18 May 2022

Glenn swings and STEPS in aid of mental health

Novel challenge raises money for local mental health charity

Glenn's Iron Mile

Glenn in full swing

Seven years ago, Glenn White and his family swapped the beauty of Dartmoor in Devon for Drumnaph Nature Reserve.

Tucked off the Halfgain road, it is one of Slaughtneil's greatest gems.

Glenn, who coaches fitness in the wild outdoors with his company Wild Life, was due to celebrate his 43rd birthday by competing in a half triathlon, before it was cancelled due to the sporting lockdown.

“I always try to do something challenging on or around my birthday. I guess it makes me feel alive as my inevitable demise looms ever closer,” Glenn said.

It was time to put his creative mind to work and invent a new challenge, something on his doorstep.

“I love kettlebells and live in the middle of a nature reserve with loads of footpaths so it meant I could do the challenge without having to travel,” he points out.

He has a background in combat sports, primarily Filipino Stick Fighting, is a big lover of tree climbing, cold water wild swimming.

“A fellow stick fighter and kettlebell instructor, Dave Hedges, from Dublin completed a mile of swings a few years ago and sowed the seed to do it here.”

As part of his challenge he aimed to raise money for local mental health charity, STEPS. After targetting £500 as a total, he smashed it and currently has £1,700 in his Justgiving account.

“As someone who has and still does suffer from, at times acute anxiety, raising money for mental health support is a no-brainer,” he explains.

“Suicide is the single biggest killer in men under the age of 45 and the daily number of deaths is going up for both men and women. In Northern Ireland the suicide rate is about double that of England, with almost 30 percent of our community suffering from mental health issues.”

“We are all affected by mental health issues, either directly or indirectly, and it's time for it to stop being a taboo subject.”

A back injury curtailed Glenn's early preparations and he switched rehab mode. His days comprised a series of flexibility routines.

“The human body is remarkable at healing and movement is medicine. After a couple of weeks I felt I was good to go, so started doing kettlebell swings daily, building up in volume and then moving onto to the walking swing whereby i take a step forward at the top of each swing.”

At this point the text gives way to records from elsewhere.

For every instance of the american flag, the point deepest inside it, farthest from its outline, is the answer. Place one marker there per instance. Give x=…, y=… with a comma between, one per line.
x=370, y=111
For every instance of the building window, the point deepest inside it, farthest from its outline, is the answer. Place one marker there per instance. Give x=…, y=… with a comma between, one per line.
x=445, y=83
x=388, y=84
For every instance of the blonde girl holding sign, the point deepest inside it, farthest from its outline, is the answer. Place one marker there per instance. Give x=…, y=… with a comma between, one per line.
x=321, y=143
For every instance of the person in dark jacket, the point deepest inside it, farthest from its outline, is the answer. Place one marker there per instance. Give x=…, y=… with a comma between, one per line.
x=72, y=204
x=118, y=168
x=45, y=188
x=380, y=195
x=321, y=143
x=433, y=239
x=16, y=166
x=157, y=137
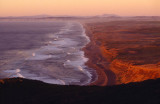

With over 2,000 swings during his 'iron mile', technique was everything. There was the small matter of managing his hands, such was the wear and tear from the kettlebell.

“The kettlebell is constantly moving inside your grip so any hard skin or calluses there tend to rip off,” Glenn outlines.

“So I had a weekly routine of filing, shaving and moisturising my hands. They are more rubbery that leathery.

“I used a 16kg kettlebell. This would be fairly light for my average workout but after 2,053 swings it felt anything but light. If I do it again i may go up to a 24kg.

The heat was the biggest issue. Within five minutes of his scheduled 8.15am start, he was dripping with sweat.

“I was wishing we started two hours earlier, sweat in the eyes and on the palms is less than ideal.”

With about 200 metres to go, Glenn could feel blisters popping on his fingers, but the finish line was in sight.

One year older, another challenge met and money raised for a worthwhile cause.